Home infusion market stable, strong
When it comes to home infusion, big deals may be fewer and farther between, but there’s still a lot of runway for buyers and sellers looking to make smaller deals, say industry analysts.
These days, most deals tend to come in at under $10 million and involve companies with one or two locations that service a specific geographic area, say analysts.
“By acquiring them, the larger company gets the coverage they want for the payers or just gets to have coverage in those geographies,” said Reg Blackburn, managing director of specialty pharmacy and infusion services for The Braff Group.
BioScrip’s planned purchase of CarePoint Partners for $223 million may be the last of the big deals in the home infusion market due to lack of available larger companies. During the heyday of home infusion, Walgreens acquired OptionCare for $850 million and Apria acquired Coram for $350 million.

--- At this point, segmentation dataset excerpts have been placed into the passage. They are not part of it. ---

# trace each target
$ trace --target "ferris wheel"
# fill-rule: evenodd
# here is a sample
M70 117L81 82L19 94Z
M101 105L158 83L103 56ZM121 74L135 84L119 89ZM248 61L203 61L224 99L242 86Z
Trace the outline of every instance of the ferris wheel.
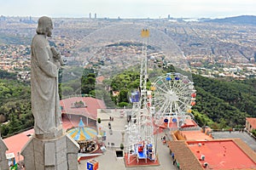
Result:
M159 76L151 86L155 123L172 122L181 127L185 116L195 105L193 82L180 73L171 72Z

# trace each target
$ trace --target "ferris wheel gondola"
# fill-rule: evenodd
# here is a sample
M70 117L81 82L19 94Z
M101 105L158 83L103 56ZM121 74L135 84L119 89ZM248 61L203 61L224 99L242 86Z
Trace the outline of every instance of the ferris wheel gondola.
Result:
M152 106L155 110L155 123L172 122L181 127L185 115L195 105L195 90L188 76L180 73L166 73L152 83Z

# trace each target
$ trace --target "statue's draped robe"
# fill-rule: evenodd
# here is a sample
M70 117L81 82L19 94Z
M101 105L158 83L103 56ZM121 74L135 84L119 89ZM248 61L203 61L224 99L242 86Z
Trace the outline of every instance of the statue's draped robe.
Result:
M32 111L35 133L53 133L61 124L58 68L44 35L36 35L31 58Z

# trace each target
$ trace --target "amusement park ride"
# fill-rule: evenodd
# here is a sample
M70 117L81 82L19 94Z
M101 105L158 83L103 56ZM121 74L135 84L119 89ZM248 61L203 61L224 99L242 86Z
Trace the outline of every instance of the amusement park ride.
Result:
M149 31L143 29L142 37L148 40ZM154 128L175 124L176 128L185 124L187 113L195 104L193 82L180 73L167 73L159 76L149 90L146 88L148 77L147 42L143 47L139 90L131 93L133 104L127 127L127 162L137 160L157 161Z

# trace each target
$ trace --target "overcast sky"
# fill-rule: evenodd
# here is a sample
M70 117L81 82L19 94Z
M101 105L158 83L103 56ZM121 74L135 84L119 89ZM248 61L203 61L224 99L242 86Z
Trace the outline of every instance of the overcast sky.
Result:
M0 0L0 15L224 18L256 15L256 0Z

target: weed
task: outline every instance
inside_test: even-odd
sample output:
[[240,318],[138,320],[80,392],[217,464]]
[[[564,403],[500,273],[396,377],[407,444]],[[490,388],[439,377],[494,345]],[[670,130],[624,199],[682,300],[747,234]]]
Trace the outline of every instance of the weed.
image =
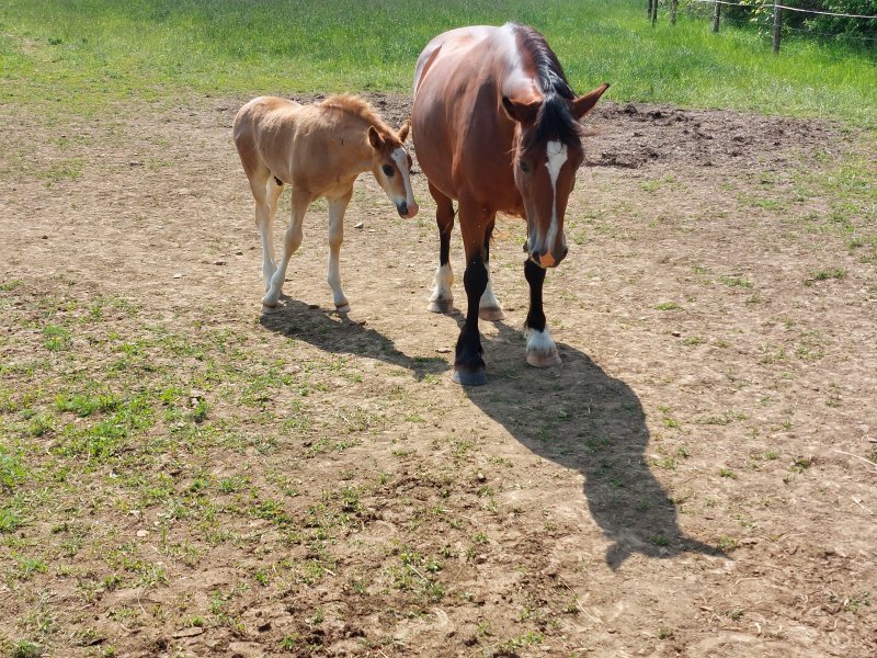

Still, home infusion remains an attractive market for several key reasons, say analysts. The home is a cost-effective place to care for patients; pricing, while under some pressure, remains steady; and, perhaps most importantly, it’s not easily turned into a commodity.
“You can’t ship it across the country—you kind of need to be there,” said Blackburn. “That gives some stability to it, and allows the operators and potential investors to feel like one big entity can’t, with the stroke of a pen, take a big chunk of the business.”
Even the surprise announcement by CMS in 2012 to include infusion pumps in the Round 1 re-compete isn’t expected to have too much impact on the market, say analysts.
“The percentage of their revenues that is Medicare is relatively small,” said Jonathan Sadock, managing partner with Paragon Ventures. “They are handling more specialty drugs, antibiotics and chemotherapy.”